KARACHI: Individuals under the age of 18 can now open trading accounts in Pakistan’s capital markets, following detailed guidelines issued by the Pakistan Stock Exchange (PSX) in collaboration with the National Clearing Company of Pakistan Limited (NCCPL) and the Central Depository Company of Pakistan Limited (CDC).
This initiative, developed under the supervision of the Securities and Exchange Commission of Pakistan (SECP), represents a significant step toward enhancing financial inclusion and raising investor awareness nationwide.
As per the PSX, these guidelines are designed to instill a culture of saving, investment, and financial discipline among younger generations by facilitating their early involvement in capital markets through formal investment avenues. This move is poised to play a vital role in shaping a financially literate and responsible generation.

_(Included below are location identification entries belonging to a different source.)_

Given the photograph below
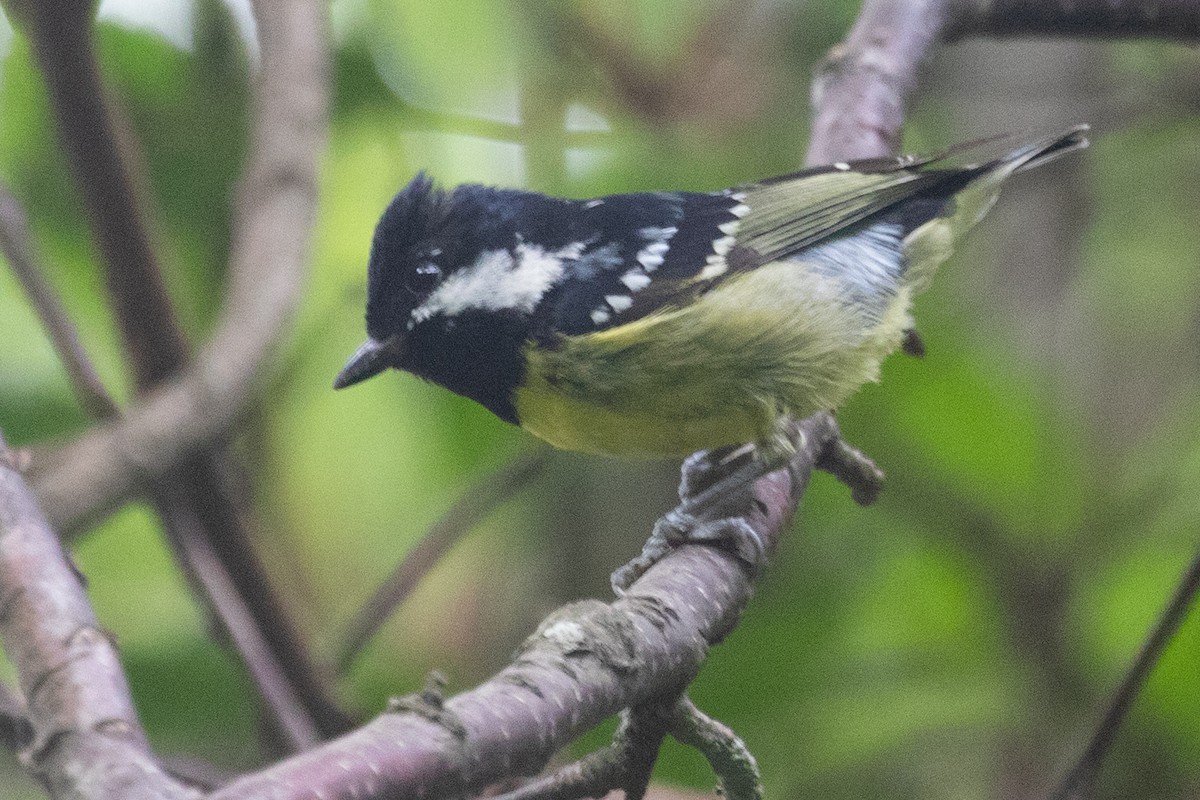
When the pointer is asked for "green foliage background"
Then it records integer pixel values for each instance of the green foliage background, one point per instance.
(955, 641)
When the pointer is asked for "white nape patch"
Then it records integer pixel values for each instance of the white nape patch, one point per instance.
(658, 234)
(619, 302)
(652, 256)
(635, 280)
(498, 281)
(867, 264)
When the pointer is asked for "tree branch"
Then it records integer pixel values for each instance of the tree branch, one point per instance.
(1171, 19)
(1078, 782)
(276, 205)
(17, 246)
(88, 741)
(474, 505)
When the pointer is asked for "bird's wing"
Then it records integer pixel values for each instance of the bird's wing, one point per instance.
(645, 253)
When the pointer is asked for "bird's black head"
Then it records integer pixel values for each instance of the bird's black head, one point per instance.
(451, 286)
(409, 256)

The new framework outlines a structured process, operational terms, and conditions for opening and managing minor trading accounts, which will be operated under the supervision of natural or court-appointed guardians.
To ensure investor protection, the procedure incorporates easy accessibility along with stringent compliance and operational safeguards.
Additionally, the guidelines detail the transition process for converting a minor’s account into a regular trading account once they turn 18, including considerations for tax implications and security transfers.
Market experts consider this initiative as a forward-thinking development aimed at increasing participation within Pakistan’s capital markets.
By enabling young individuals to engage with financial instruments at an early stage, PSX and its collaborating entities are fostering a more inclusive and investment-driven economy aligned with SECP’s broader reform vision.